2013 — Word Vectors (Word2Vec)
A team at Google figured out how to teach a neural network to read text. They trained it to predict which words tend to appear near each other. The surprising result: the network assigned each word a list of numbers (a vector), and similar words ended up with similar numbers. You could even do word arithmetic: “king” − “man” + “woman” ≈ “queen”. Language had become math.
2014–2015 — Sequence Models and Attention
To translate a sentence — say, from English to French — models needed to process words in order. Researchers used networks called RNNs (Recurrent Neural Networks) and LSTMs for this. But they had a problem: long sentences broke them. By the time the model reached the end of a paragraph, it had mostly forgotten the beginning.

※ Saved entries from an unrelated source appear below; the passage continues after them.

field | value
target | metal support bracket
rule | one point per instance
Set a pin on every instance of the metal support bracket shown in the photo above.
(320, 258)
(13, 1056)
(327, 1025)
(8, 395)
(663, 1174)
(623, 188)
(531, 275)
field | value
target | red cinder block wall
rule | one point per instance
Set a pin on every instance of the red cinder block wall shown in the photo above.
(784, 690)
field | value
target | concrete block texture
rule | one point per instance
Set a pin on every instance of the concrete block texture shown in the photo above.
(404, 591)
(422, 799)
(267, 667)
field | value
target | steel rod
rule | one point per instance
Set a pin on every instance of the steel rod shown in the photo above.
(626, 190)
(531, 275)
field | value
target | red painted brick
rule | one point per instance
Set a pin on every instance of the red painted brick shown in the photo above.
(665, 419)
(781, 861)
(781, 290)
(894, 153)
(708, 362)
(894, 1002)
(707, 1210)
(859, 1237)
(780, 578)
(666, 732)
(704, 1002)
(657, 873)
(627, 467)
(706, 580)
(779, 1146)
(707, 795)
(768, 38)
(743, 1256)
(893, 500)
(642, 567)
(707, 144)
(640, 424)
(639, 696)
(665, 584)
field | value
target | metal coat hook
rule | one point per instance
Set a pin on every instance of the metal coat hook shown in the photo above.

In 2015, researchers introduced attention. Instead of forcing the model to squeeze everything into one memory slot, attention let it look back at any earlier word at any time, like being allowed to flip back to any page of your notes during an exam. This made translation much better.
2017 — “Attention Is All You Need”
A team at Google published a paper with that bold title. They asked: what if we got rid of the old word-by-word processing entirely and used only attention? The result was the transformer — the architecture that GPT is built on. The transformer could look at all the words in a sentence at the same time, in parallel, which made it dramatically faster to train and better at long-range reasoning.
2018 — GPT-1 and BERT
Two important models appeared within months of each other.
OpenAI released GPT-1, which trained a transformer to do one simple task: read text and predict the next word. After seeing enough text, the model picked up grammar, facts, and reasoning as a side effect. It had 117 million parameters — the tunable numbers inside the network (imagine dials on a mixing board).
Google released BERT, which trained a transformer to predict missing words in the middle of a sentence instead of just the next one. BERT became the backbone of Google Search for years.
2019 — GPT-2
OpenAI scaled GPT-1 up to 1.5 billion parameters and fed it text scraped from the internet. The result was striking: GPT-2 could write paragraphs that sounded like a real person wrote them. OpenAI were nervous enough about misuse that they released it in stages rather than all at once.
2020 — GPT-3
Another scale jump: 175 billion parameters, trained on a huge chunk of the internet, books, and code. GPT-3 could write essays, answer questions, translate, summarise, and generate code — without being specifically trained for any of those things. It had just absorbed so much human writing that it learned to generalise. Developers started building products on top of it via an API, and a new industry was born.
2023 — LLaMA and the Open-Source Wave
Until now, the most powerful models were locked behind the walls of big companies. Meta changed that by releasing LLaMA — a family of models that could run on a single powerful laptop. Researchers and hobbyists could finally experiment with a state-of-the-art model without needing a data centre. Hundreds of variants appeared within weeks: Alpaca, Vicuna, Mistral, and many more. The open-source AI ecosystem exploded.
2022–2023 — ChatGPT and GPT-4
OpenAI added a training step called reinforcement learning from human feedback (RLHF). Human raters scored the model’s replies, and the model learned to be more helpful and less likely to say harmful things. The result was ChatGPT, released in November 2022 — the fastest app to reach 100 million users in history.
GPT-4 followed in 2023. It understood images as well as text, scored at or above human level on many standardised exams, and became the foundation for countless products and services.
Now — A Fast-Moving Field
Since then, new models have appeared every few months: Claude (Anthropic), Gemini (Google), Mistral, Qwen, DeepSeek, and many others. Each brings new ideas: longer context windows, better reasoning, cheaper inference, multilingual support.
The race is still on. But no matter how fancy the model, the fundamentals stay the same. Everything you learn in this book — tokens, embeddings, attention, transformer blocks, training — is the engine underneath all of them.